Revue AC-5, 35mm wide angle lens, Kodak T-Max 100 (scanned as diapositive)


----------



## c.cloudwalker (Feb 24, 2012)

Wicked Fart?  Sounds like a nasty teen movie :lmao:


The image doesn't do much for me. If, maybe, only the front of the building was a negative, maybe, it would be kinda interesting.


----------



## 480sparky (Feb 24, 2012)

So, basically we're seeing a B&W negative?


----------



## Fred Berg (Feb 24, 2012)

480sparky said:


> So, basically we're seeing a B&W negative?



Basically, yes.

I don't know how films are/were categorized elsewhere, but films with an adult theme were called _X rated _films in the Britain of the 70s (when/where I was a child). Wickie und die starken Männer (Wickie and the strong men) was a very popular children's cartoon series in Germany at the same period (when/where my wife was a child). This series continues to be popular today (our daughter adores Wickie) and has been made into a very successful cinema project, which has so far produced two films for family entertainment. So, the opposite of X rated films, then.

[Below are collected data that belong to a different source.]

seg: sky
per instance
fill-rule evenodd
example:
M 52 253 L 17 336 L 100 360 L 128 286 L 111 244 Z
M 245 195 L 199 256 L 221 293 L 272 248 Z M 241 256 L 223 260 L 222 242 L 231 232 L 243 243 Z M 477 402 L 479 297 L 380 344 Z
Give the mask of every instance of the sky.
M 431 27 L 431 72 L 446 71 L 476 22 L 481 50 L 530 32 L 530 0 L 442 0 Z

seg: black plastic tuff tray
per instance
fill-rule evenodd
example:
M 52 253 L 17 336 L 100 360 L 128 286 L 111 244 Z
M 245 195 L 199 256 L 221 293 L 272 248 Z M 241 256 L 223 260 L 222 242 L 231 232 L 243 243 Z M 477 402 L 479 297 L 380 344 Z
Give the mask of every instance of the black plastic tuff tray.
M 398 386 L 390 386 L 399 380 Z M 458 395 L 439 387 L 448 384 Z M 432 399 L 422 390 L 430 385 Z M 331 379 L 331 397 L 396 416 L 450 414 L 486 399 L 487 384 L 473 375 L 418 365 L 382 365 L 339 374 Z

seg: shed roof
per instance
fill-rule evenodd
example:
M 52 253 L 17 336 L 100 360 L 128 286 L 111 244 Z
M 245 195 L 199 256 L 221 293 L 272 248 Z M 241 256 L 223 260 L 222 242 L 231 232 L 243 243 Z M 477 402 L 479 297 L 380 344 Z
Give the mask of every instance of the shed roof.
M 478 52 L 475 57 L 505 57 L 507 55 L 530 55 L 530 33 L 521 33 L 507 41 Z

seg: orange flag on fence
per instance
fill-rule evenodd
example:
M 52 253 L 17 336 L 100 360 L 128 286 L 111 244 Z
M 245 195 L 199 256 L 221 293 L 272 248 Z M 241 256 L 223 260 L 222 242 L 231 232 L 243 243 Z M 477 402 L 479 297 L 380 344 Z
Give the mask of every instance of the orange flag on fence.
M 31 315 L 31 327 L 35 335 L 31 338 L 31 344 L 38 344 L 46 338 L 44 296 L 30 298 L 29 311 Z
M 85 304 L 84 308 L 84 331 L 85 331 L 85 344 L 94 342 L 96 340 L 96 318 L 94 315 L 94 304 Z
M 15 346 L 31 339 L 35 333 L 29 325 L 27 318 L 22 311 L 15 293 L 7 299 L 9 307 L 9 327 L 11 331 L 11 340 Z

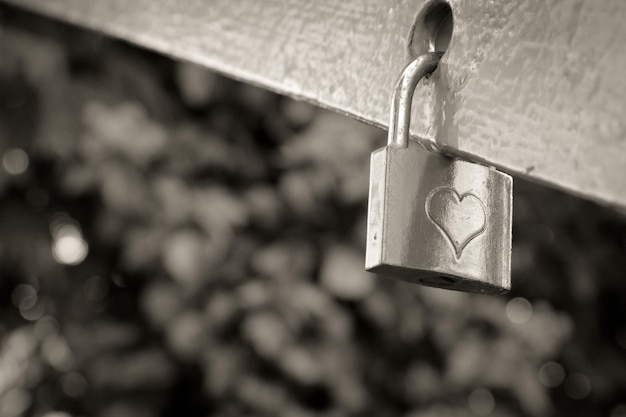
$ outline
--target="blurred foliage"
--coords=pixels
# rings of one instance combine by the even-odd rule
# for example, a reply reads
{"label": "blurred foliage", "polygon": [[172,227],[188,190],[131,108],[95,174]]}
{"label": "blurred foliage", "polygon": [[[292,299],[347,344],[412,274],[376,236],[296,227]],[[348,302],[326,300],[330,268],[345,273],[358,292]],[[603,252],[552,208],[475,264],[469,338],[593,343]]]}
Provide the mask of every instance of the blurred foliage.
{"label": "blurred foliage", "polygon": [[363,270],[384,132],[0,7],[0,416],[626,416],[626,219],[515,182],[511,294]]}

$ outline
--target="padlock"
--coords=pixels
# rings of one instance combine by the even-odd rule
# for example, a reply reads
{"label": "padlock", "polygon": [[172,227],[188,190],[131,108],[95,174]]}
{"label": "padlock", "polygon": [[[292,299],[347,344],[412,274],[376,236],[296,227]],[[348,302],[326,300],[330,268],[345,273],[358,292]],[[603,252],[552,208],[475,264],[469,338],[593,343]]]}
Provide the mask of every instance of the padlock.
{"label": "padlock", "polygon": [[388,144],[371,156],[365,267],[433,287],[503,293],[511,287],[511,177],[409,138],[413,92],[440,57],[421,55],[396,84]]}

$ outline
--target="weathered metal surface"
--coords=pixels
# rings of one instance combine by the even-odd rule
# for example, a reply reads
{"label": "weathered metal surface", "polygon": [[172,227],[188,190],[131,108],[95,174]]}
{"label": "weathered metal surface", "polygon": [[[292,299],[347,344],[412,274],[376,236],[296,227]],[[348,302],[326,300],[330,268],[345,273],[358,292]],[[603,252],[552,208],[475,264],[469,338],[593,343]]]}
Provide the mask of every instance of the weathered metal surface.
{"label": "weathered metal surface", "polygon": [[[2,1],[383,127],[425,4]],[[418,97],[413,132],[471,160],[626,207],[626,2],[450,3],[452,40]],[[425,51],[426,43],[413,45]]]}

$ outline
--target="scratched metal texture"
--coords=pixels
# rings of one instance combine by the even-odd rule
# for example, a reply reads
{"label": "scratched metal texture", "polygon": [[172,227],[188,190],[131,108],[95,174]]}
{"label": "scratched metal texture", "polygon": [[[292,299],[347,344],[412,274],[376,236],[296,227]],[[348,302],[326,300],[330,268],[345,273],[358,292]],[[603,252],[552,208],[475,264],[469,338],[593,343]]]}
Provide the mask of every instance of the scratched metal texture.
{"label": "scratched metal texture", "polygon": [[[386,127],[422,0],[2,0]],[[626,1],[450,0],[413,133],[626,207]],[[419,52],[419,51],[418,51]]]}

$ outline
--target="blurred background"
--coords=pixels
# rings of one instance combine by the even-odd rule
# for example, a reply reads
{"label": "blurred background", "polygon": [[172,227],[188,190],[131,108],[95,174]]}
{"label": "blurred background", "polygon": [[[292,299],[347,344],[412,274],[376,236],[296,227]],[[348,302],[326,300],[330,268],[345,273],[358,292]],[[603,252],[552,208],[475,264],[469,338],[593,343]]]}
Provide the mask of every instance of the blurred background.
{"label": "blurred background", "polygon": [[385,137],[0,6],[0,417],[625,417],[626,216],[516,179],[510,294],[376,277]]}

X- ray makes what is dark appear light. The photo was taken around midday, however, it appears to be night. X rated film were stricktly for adult consumption, Wikie films are stricktly for family entertainment. The photo is about opposites.

The photo is also in the just for fun section, though, and not meant to be taken too seriously. After all, it's basically just a B&W negative.


----------



## mishele (Feb 24, 2012)

Props for the thread name!!!


----------



## Fred Berg (Feb 24, 2012)

mishele said:


> Props for the thread name!!!



Thanks. Unless you mean wicked name, crap otherwise! On the other hand this is all about opposites.....so, thanks anyway


----------